Ogletree Gender Discrimination Lawsuit

Case name: Dawn Knepper, et al. v. Ogletree Deakins, Nash, Smoak and Stewart, P.C.

Case type: Gender Discrimination

Filed in: [U.S. District Court for the Northern District of California]

Case no.: [3:18-CV-00303-WHO]

Case Summary

In January 2018, Sanford Heisler Sharp McKnight filed a class and collective complaint against the law firm of Ogletree, Deakins, Nash, Smoak and Stewart, P.C. (“Ogletree”).
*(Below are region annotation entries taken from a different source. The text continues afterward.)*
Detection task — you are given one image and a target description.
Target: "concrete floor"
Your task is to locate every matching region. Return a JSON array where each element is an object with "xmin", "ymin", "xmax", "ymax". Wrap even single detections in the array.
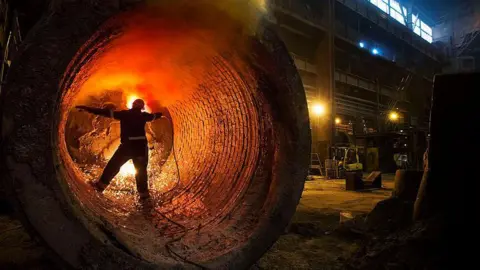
[
  {"xmin": 0, "ymin": 175, "xmax": 393, "ymax": 269},
  {"xmin": 256, "ymin": 175, "xmax": 394, "ymax": 269}
]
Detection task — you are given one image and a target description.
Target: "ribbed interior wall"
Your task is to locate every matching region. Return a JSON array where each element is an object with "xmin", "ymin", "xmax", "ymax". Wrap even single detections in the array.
[
  {"xmin": 169, "ymin": 57, "xmax": 261, "ymax": 224},
  {"xmin": 58, "ymin": 28, "xmax": 274, "ymax": 263}
]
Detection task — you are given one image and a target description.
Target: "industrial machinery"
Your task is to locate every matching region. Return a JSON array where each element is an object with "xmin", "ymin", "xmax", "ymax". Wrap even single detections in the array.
[{"xmin": 332, "ymin": 145, "xmax": 363, "ymax": 178}]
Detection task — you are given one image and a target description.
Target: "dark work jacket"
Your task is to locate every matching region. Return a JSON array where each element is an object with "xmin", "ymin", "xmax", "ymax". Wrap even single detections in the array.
[{"xmin": 83, "ymin": 107, "xmax": 162, "ymax": 143}]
The lawsuit alleged that Ogletree systematically discriminated against female shareholders in pay and promotions, in violation of Title VII, the federal and California Equal Pay Acts, the California Fair Employment and Housing Act, the California Unfair Competition Law, and the California Private Attorney Generals Act (PAGA).
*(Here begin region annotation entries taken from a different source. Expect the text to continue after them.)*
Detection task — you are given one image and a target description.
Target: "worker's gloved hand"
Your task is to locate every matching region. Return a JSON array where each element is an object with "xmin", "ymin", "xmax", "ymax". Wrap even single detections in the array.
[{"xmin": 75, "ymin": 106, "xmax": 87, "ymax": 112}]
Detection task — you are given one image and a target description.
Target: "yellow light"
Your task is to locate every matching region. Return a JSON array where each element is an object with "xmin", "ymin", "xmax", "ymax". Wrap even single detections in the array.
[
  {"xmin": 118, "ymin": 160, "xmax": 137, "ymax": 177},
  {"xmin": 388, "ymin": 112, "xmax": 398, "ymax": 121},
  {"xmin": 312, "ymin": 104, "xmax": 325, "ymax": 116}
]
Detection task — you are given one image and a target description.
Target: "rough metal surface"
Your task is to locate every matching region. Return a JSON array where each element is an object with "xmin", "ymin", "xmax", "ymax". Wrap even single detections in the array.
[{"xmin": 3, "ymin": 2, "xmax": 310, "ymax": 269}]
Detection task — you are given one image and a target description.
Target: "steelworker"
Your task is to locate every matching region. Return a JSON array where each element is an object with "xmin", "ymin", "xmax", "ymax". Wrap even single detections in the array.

Plaintiff and Class Representative Dawn Knepper, a former Ogletree non-equity shareholder, brought the action on behalf of a class of approximately 100 non-equity female shareholders nationwide.

The Complaint alleged that Ogletree, one of the largest defense-side employment law firms in the country advising companies on how to resolve discrimination claims, was aware of its own gender-based discriminatory practices and failed to correct them.

According to the Complaint, Ogletree’s male-dominated equity shareholder structure led to female non-equity shareholders failing to be promoted and paid at the same level, although they performed substantially similar work.

Additionally, the Complaint alleged that Ogletree maintained a discriminatory credit allocation system that made it difficult for Ogletree’s female lawyers to meet the firm’s criteria for origination credits, denied female shareholders business development and training opportunities, and disproportionately saddled female shareholders with administrative duties, all of which resulted in inequitable pay and promotion for female shareholders.

An Amended Complaint filed in May 2018 alleged administrative exhaustion of PAGA claims, as required by the PAGA; added a count for breach of fiduciary duty against Defendant Ogletree and current and former managing shareholders Charles Matthew Keen and Kim Franklin Ebert, and included the identity of three new plaintiffs who opted into the Equal Pay Act collective action, among other minor changes.